Creato il 29 settembre 2014 da Giuseppe Armellini
C'è poco da fare, è una roba diversa.
Ho rivisto da circa un annetto la prima e storica trasposizione cinematografica del romanzo di Dahl (ovviamente durante il periodo natalizio nel quale quel film e il Canto di Natale dickensiano la fanno sempre da padroni) trovandoci dentro tutto quello che ci trovai da bambino, ovvero una favola nera terribile, crudele, visionaria sì, ma angosciante.
La fabbrica di Burton è diversa, la fabbrica di Burton è un film per famiglie che sebbene mantenga nel plot tutti gli snodi narrativi del film con Wilder (e del libro, of course) lo fa in un'atmosfera completamente diversa, spettacolare, a tratti divertente, senza raggiungere mai la cattiveria e il cinismo del primo film.
Credo, credo, che più che da Burton e dalle esigenze di marketing tutto dipenda dalla figura di Willy Wonka.

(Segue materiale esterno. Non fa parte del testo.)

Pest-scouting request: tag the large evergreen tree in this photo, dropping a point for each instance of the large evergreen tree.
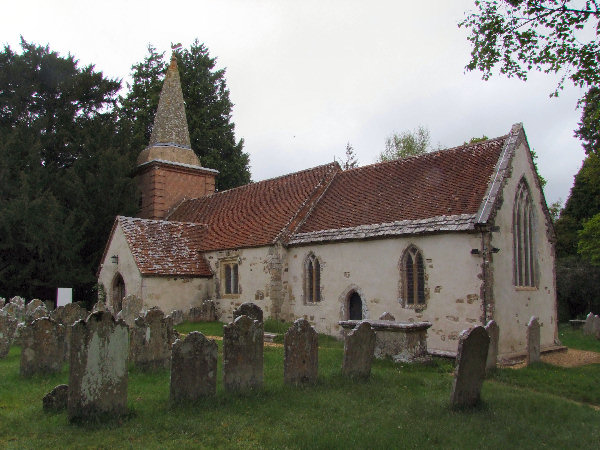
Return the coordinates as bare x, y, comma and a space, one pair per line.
62, 179
208, 110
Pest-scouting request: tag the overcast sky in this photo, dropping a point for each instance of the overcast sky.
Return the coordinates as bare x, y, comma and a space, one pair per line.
306, 77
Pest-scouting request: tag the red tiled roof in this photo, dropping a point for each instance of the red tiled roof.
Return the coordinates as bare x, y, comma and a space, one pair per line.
442, 183
258, 213
160, 247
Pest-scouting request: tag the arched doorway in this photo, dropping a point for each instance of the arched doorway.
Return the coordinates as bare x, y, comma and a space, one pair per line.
355, 306
118, 293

Quello di Wilder era una specie di orco con cappello, un uomo che in maniera fredda, cinica, calibrata e disinteressata si liberava di tutti i bambini viziati che dimostravano, anche dentro la sua fabbrica, di non essere bambini meritevoli di nulla.

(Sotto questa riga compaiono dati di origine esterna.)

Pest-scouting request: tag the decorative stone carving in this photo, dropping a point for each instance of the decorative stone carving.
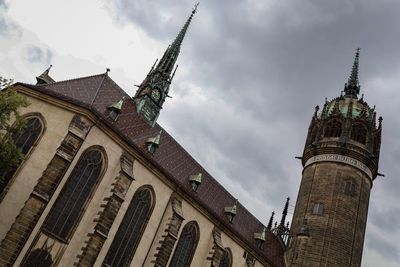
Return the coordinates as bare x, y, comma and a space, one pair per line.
217, 251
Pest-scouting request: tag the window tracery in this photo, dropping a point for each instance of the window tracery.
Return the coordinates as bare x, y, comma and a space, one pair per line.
130, 231
69, 205
186, 246
226, 260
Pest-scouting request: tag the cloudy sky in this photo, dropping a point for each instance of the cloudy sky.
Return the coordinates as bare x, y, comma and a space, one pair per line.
250, 74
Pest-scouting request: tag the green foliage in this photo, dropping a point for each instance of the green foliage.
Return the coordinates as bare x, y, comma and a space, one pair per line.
10, 125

Quello di Depp tendenzialmente è lo stesso personaggio ma sembra spaesato, svampito, un istrione che non ha nulla della freddezza del Wonka wilderiano, quella freddezza che era quasi sentenza.
Eppure la misantropia di questo nuovo Wonka è assolutamente marcata (vedere ad esempio il fastidio per l'abbraccio di una delle bambine all'inizio), anche lui pare come una persona che odia l'umanità, o almeno l'umanità che merita di essere odiata.

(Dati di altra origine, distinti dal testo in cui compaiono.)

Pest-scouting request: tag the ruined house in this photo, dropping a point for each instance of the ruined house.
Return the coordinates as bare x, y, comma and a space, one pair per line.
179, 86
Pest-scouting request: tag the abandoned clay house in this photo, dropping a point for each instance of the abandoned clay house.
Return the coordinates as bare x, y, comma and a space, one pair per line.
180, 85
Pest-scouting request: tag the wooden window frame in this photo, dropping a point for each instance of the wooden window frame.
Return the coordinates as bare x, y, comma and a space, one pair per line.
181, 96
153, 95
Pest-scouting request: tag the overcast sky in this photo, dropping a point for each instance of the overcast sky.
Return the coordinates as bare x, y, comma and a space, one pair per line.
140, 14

Ma non fa paura, non ci inquieta, anzi, Burton quasi ce lo dipinge come un personaggio di cui aver tenerezza, veramente l'opposto del suo predecessore.
E' una specie di cappellaio matto che organizza uno show divertente per punir bambini, non pare, come Wilder, qualcosa di trascendentale, una morale e un'etica che spazza via tutto il resto.
E non è un caso che alla fine Burton mostri tutti gli altri bambini che escono dalla fabbrica illesi, anzi, è solo la conferma che abbia avuto paura di affondare il colpo per far sì che questo film avesse successo.
Che poi si vive di un paradosso visto che Burton resta ancora più fedele al romanzo (ad esempio in tutte e 4 le uscite di scena dei bambini insopportabili) ma poi inserisce ex novo tutti i flash back sull'infanzia di Wonka, a mio parere malriusciti ed inutili (è un personaggio magnifico, sfuggente, raccontarlo lo banalizza).
Anche la sua balbuzie e il rifiuto (da trauma) del concetto di famiglia è troppo reiterato, spiegato. Insomma, dove uno ci veniva presentato come un personaggio da "odiare" questo è da amare.
E uno era traumatico, questo traumatizzato.
Ovviamente glisso sugli stacchetti musicali degli Umpa Lumpa, davvero insopportabili...
A proposito, sono (stato?) un Umpa Lumpa anche io e mi ci riconosco moltissimo, specie in quella spersonalizzazione che li (ci) rende tutti uguali.
La forza di questo Burton resta nella potenza visiva, nella passione che ha messo nel raccontare questa storia, in un prologo (di mezz'ora) straordinario sulla famiglia di Charlie e sui vari vincitori dei biglietti d'oro.
C'è amore in questo film, perchè questa è una storia che Burton ama.
Ma io preferivo la perfidia del primo, perchè solo quella restituiva del tutto quello che questa fantastica storia ci vuole raccontare, ossia che l'esser buoni, credere nei propri piccoli sogni, praticare l'umiltà al posto dell'arroganza alla fine potrà premiarti.
Nella nostra vita di biglietti d'oro ce ne capitano pochissimi.
E Charlie non ci insegna che quel biglietto d'oro finisce nelle mani di chi se lo merita.
Perchè non è importante il fatto che Charlie con solo tre barrette di cioccolato abbia trovato il biglietto.
No, quella è fortuna, quello è caso, quello, forse, è destino.
La forza di Charlie non è aver trovato il biglietto d'oro ma averne riconosciuto l'immenso valore.